片手に剣、もう片方には宝珠の乗った蓮華。
さて、どなたのことか覚えていますか。
先日の「十三詣」で冨田先生の話された「虚空蔵菩薩」のことです。
「虚空蔵菩薩」は悟りを開こうと修行中の身にも関わらず、
尽きぬほど広大な智慧を持ち、福徳を持って衆生を救う役目を負っているのだそうです。
「灌頂(かんじょう)」という頭の頂に知恵を授ける行為とともに君たちの「蔵」に生きる知恵が備わり、
子どもから「大人」への第一歩でもあるとのことでした。
「大人」とはいつからなのか。
「大人」とは何なのか。
社会的、身体的、精神的、経済的と切り口はいくらでもあると思いますが、正解はありません。
言えることは君たちは「自分探し」の途中、「執行猶予」中なのです。
心理学者のエリク・H・エリクソンはそれを「モラトリアム」と呼びました。
人が一人前の大人として社会に出る前の青年期(12~22歳)の、
社会的な責任や義務を果たすことを猶予されている期間を表す概念(最近はネガティブなイメージがありますが)です。
「大人」になるということは、「つながりたい人」とだけつながるのではなく、
「つながりたくない人」ともつながらなければならない時がくることでもあります。
自分のことだけではなく、無条件に「他人」のために何かをするということです。
その際の「耐性」と「立ち位置」を身に着けていく必要があります。
それは先日の早稲田大学でのラグビー体験で体験した人も多いはず。
1回目の試合では、両チームともただボールに群がっていました。
ところが、2回目の試合ではコーチの話や他のチームの動きを見ることで、
ボールを持っていない際の「立ち位置」もしくは、どこまでボールを一人で抱え、押しこまれているのを「我慢」し、
どこでチームメイトにボールを渡すのか等、ラグビーという「社会」の中では、トライするという目的のために
日頃はつながりの薄い人とも一定の時間を共にし、他人のために何かをしたはずです。
「自発的に自分の役割を身につけていくこと」がこれからは求められます。
“Be the Chain.” 早稲田大学ラグビー部の旗には、そう書いてあります。
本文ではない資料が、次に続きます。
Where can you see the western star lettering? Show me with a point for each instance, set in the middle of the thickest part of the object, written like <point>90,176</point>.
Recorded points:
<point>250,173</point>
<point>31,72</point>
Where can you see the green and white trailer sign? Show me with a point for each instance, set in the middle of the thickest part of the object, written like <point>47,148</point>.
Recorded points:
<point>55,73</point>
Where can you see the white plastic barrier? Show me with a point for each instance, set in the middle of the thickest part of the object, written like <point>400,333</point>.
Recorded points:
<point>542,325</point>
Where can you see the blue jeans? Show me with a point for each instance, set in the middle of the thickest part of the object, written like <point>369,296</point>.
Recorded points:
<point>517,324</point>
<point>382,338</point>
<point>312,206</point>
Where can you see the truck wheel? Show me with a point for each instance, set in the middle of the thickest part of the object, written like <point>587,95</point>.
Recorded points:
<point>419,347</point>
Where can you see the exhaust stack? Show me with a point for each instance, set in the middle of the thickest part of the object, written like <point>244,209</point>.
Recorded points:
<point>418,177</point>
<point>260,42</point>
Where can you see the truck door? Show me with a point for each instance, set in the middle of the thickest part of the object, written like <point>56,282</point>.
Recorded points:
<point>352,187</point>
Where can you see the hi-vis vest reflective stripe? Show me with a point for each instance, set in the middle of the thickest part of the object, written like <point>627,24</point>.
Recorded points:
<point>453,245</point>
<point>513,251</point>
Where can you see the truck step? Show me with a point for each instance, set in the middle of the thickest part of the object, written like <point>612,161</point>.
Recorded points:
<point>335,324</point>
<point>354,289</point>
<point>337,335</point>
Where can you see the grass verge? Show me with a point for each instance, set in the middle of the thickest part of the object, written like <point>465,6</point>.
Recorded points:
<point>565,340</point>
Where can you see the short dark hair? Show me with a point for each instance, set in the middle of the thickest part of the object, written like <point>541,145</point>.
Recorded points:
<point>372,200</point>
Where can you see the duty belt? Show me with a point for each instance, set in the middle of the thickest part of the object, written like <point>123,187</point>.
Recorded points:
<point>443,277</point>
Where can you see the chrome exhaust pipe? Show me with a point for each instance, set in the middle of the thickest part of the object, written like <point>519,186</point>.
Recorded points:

ラグビーは皆が強い「鎖」の一部となり、ゴールまでボールをつなげます。
『チームメイトのみならず、地域の方を含めた「社会」や世界の人との「つながり」の意味もある』と部のマネージャーさんは述べていました。
虚空蔵菩薩の手にある剣は、人を傷つける武器ではありません。「鋭い知恵」を表しています。
しかし、これも使い方によっては、もちろん人を傷つける武器となります。
君たちは「蔵」に知恵をため込みながら、その武器の「使い方」と社会との「つながり」を強めるために、
この「猶予」を利用しない手はないのです。